The receptionist tapped keys and checked who he was. 

“Right, Mr Blathers. His office is on the first floor. You can take the lift or the stairs. He is in the third office on the left.”

“Take the lift or the stairs? I have my own, I shall leave them where they are!”

He walked off, leaving the receptionist blinking like a sat-nav with a migraine. 

And made his way to the third office on the left. He knocked and entered. 

“Ah, good morning, Mr Blathers. I see you found us.”

“I did, and I’m very glad to meet you.”

“What appears to be the problem?”

“I’d have thought that was obvious. I need to walk forwards.”

Mr Strait shuffled some papers, cleared his throat and looked out of the window. 

“You are not qualified, I’m afraid.”

“WHAT? I’ve been walking sideways since you lot introduced cycle lanes!”

“That may be so. But in order for me to issue you a Forward Momentum Certificate you need to have already been walking forwards for a month…”

“Now look here, Mr Bloody Strait, not straight! That is a con!. I cannot walk straight. Because you idiots insisted on putting cycle lanes where I walked perfectly well for years!”

“Ah. And was that forwards? Rather than sideways?”

“YES!”

“Hmmm. I need more evidence of that.”

“How the hell can I do that?”

Barnaby sighed. 

“I’m not leaving until you issue me a licence.”

“Well, you also don’t meet the other criteria, either.”

Barnaby froze. Like a man realising he’d stepped in something unpleasant—and it was bureaucratic.

“WHAT? What am I missing?”

Mr Strait cleared his throat. 

“You need receipts for the shoes you’ve had to buy since walking sideways.”

He picked up some papers from his desk, but they slipped out of his hands onto the floor. He bent over to pick them up.

Barnaby, in a fit of rage, seized the moment. He raced (sideways) around the desk. And swung a well-aimed boot. 

It planted itself with some force and precision, right up Mr Strait’s substantial arse. 

Mr Strait yelped, and stumbled over, sideways. He landed in a pile on the floor. 

He scrabbled himself together and stood, rubbing his left arse cheek. 

“I will NOT tolerate physical violence, Mr Blathers. Leave NOW!”

“GIVE ME A LICENCE, YOU UTTER MORON!!!”

Barnaby flexed his leg. And looked over, making a suggestive kicking action. 

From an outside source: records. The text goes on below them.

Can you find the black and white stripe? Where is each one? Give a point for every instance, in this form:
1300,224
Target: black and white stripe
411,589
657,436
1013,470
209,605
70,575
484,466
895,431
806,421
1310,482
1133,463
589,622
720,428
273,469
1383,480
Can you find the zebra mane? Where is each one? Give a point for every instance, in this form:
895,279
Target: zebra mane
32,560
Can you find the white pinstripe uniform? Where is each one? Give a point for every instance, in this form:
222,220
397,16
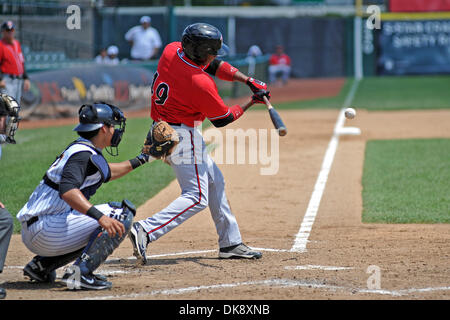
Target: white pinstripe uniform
60,229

Mr Strait cleared his throat. 

“Under the circumstances, I s’pose I can approve a licence…”

“Good, get on with it!”

Mr Strait limped to his desk. Produced a official looking stamp, applied it with some force to Barnaby’s application and handed it over.

He walked around his desk, sideways. And screamed. 

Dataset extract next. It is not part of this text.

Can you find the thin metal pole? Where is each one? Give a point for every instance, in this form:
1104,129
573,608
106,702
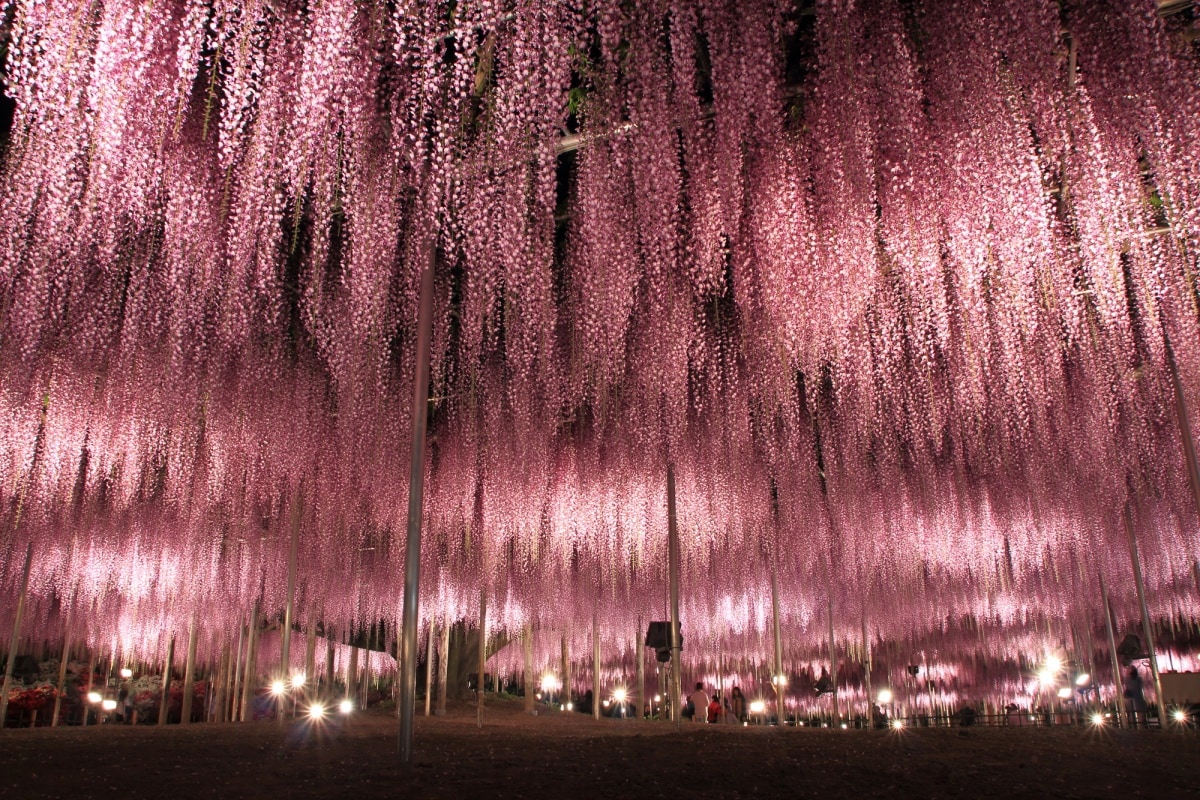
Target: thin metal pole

“Look WHAT YOU HAVE DONE TO ME!!!”

Barnaby grabbed his licence and strode to the door - gloriously forwards. 

“I bid you good day!” He called and left the office, slamming the door behind him.

He strode along the corridor to the stairs, forwards. 

He saw a middle aged couple just leaving reception. They were both walking sideways. 

“Could you tell us the way to Mr Strait’s office, Please?” They called. 

“Yep, you can have the stairs or lift for free, I’m told! He is in the third office on the left. He’ll be holding his left arse cheek.”

Barnaby walked STRAIGHT out of the building, smiling.